Funded by a mix of taxpayer money and industry levy, the goal is to ensure 5Mbit/s to 97 percent of households and enterprises and 1Mbit/s to the last three percent.
In order to achieve this, 97 percent of schools will be connected to a fibre optic network. Rural schools will become connectivity hubs for wireless networks. The Ministry of Economic Development is running the process and has asked for national proposals by 12 November 2010.
Clearly this puts Telecom in the running – whether in its present form as an operationally separated company, or if it is structurally separated into Chorus2 and ServiceTel. Vodafone too has a shot at participating in a national rural rollout – that is, it could provide the wireless access layer in conjunction with a national fibre provider, such as New Zealand Regional Fibre Group (NZRFG) and/or FX Networks.
Certainly Vodafone – who fielded a strong delegation at the Symposium, led by its CEO Russell Stanners – looks like a serious contender for RBI funding. When Computerworld caught up with Stanners he refused to say who the partner or partners could be, but he says Vodafone is serious about the rural space.
As part of the bid Vodafone will have to guarantee open access to the cell towers it builds as part of the RBI – that means it must provide its wireless competitors access to the towers at the same non-discriminatory pricing. “What the government is demanding in return for rural broadband is to create a form of sharing for fixed and wireless. In a sense they are putting up a model that amends itself to passive tower sharing, which is good.”
He says that co-location on cell towers has been difficult in the past because the Resource Management Act has restricted the height of cell towers and this has made sharing difficult. “Build them high where people can’t usually look at them. Councils want us to hide them, which is more costly and negates the ability to share towers. We’re hopeful that government will allow us to build bigger towers, particularly in rural areas.”
Stanners says if Vodafone is part of a successful RBI proposal, it would be mobile data that farmers would consume. “Farmers will keep their landline for their telephone service and use ours (network) for broadband.”
Vodafone (in a presentation by general manager for wholesale and business development Steve Reiger), along with Araneo Ltd and Farmside were the only broadband providers to present at the Symposium. Chorus had a presence – as sponsors of the dinner entertainment – but no representatives spoke, so Telecom didn’t present a view of how it would participate in rural broadband.

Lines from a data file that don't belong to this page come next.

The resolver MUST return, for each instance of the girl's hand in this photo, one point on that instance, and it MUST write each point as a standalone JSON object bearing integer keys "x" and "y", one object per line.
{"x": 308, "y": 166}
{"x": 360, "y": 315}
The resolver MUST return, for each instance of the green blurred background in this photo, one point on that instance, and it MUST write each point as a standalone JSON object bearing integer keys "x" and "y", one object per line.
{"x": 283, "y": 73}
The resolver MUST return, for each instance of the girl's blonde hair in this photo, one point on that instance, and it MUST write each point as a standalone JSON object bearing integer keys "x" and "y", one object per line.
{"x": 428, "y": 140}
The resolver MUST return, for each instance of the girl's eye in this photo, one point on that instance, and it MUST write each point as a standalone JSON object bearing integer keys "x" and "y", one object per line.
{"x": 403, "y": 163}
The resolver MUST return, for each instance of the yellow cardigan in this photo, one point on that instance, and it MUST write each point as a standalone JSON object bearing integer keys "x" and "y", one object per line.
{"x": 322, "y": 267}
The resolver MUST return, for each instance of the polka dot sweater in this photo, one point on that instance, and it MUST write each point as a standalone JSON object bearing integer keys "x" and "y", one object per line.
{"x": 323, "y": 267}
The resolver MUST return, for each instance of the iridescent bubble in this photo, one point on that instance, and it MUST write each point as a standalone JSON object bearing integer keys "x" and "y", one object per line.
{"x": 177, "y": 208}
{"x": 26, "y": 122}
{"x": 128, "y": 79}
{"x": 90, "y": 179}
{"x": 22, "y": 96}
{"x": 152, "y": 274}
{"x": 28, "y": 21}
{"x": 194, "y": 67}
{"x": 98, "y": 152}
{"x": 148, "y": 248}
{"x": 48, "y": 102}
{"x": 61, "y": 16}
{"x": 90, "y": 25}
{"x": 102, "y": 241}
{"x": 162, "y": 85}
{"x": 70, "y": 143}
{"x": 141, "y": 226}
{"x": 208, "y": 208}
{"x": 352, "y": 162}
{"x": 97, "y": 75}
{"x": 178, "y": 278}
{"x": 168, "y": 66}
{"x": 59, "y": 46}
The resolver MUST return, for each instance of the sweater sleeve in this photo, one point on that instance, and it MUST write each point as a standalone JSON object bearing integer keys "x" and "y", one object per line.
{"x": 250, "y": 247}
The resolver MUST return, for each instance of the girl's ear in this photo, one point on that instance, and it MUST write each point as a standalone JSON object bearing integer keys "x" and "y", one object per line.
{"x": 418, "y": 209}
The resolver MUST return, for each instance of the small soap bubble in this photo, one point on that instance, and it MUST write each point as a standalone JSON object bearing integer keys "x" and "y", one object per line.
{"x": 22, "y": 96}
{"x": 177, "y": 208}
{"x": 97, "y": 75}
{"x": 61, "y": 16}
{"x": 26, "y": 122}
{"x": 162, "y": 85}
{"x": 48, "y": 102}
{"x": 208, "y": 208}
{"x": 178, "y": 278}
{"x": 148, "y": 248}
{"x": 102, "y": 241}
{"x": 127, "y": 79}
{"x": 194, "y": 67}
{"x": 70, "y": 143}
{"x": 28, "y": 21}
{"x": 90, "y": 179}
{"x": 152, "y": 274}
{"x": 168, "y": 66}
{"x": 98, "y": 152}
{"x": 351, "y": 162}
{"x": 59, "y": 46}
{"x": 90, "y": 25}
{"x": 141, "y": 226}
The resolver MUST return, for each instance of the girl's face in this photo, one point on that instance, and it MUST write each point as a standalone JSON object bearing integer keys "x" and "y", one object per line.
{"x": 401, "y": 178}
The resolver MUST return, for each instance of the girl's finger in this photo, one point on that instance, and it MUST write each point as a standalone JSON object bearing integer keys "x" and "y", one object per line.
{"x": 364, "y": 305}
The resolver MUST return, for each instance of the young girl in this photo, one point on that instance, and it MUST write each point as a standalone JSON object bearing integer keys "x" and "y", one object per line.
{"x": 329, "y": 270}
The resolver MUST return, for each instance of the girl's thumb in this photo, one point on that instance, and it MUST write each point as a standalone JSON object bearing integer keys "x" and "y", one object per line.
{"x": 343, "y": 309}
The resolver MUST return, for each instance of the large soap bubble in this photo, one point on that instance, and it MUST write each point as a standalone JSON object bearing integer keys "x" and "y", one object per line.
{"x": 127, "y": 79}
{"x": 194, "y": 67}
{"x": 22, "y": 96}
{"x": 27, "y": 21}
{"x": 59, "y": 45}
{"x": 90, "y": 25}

IDC analysts Rosalie Nelson and Rosemary Spragg in their presentation showed that Chorus cabinets would serve those towns that had 500 lines, but which were too small to be included in the Ultra Fast Broadband footprint and too large to be served by the RBI.
Also present at the Symposium was 2degrees founder Tex Edwards, who challenged the ICT Minister Steven Joyce on regulatory policy. The Minister indicated that telecommunications regulation is ongoing and endless.
“I think the general situation with market rules is that it is going to continue to evolve and we can do better and I hope that people have seen that we have done better, move more quickly on one or two matters with mobile phone companies, for example,” Joyce said.
Joyce, who appeared by video link, defended his government’s approach to rural broadband after Federated Farmers spokesperson Donald Aubrey suggested it had “stuffed up”, by not putting the broadband needs of the rural areas before the cities.
“You should have perhaps put rural New Zealand unashamedly first, that you should have concentrated on the last three percent first,” he said.
Joyce pointed out that where the UFB will take 10 years, the RBI is expected to be completed in six.
“Both have the potential to lift the productivity of the country forward and we need to get on the case. We’ve been at the pointy end of discussions and the way its shaping up in the rural space we can still keep the costs down. So I prefer not to call it urban versus rural, I think we’ve just got to get on and get it done,” he said.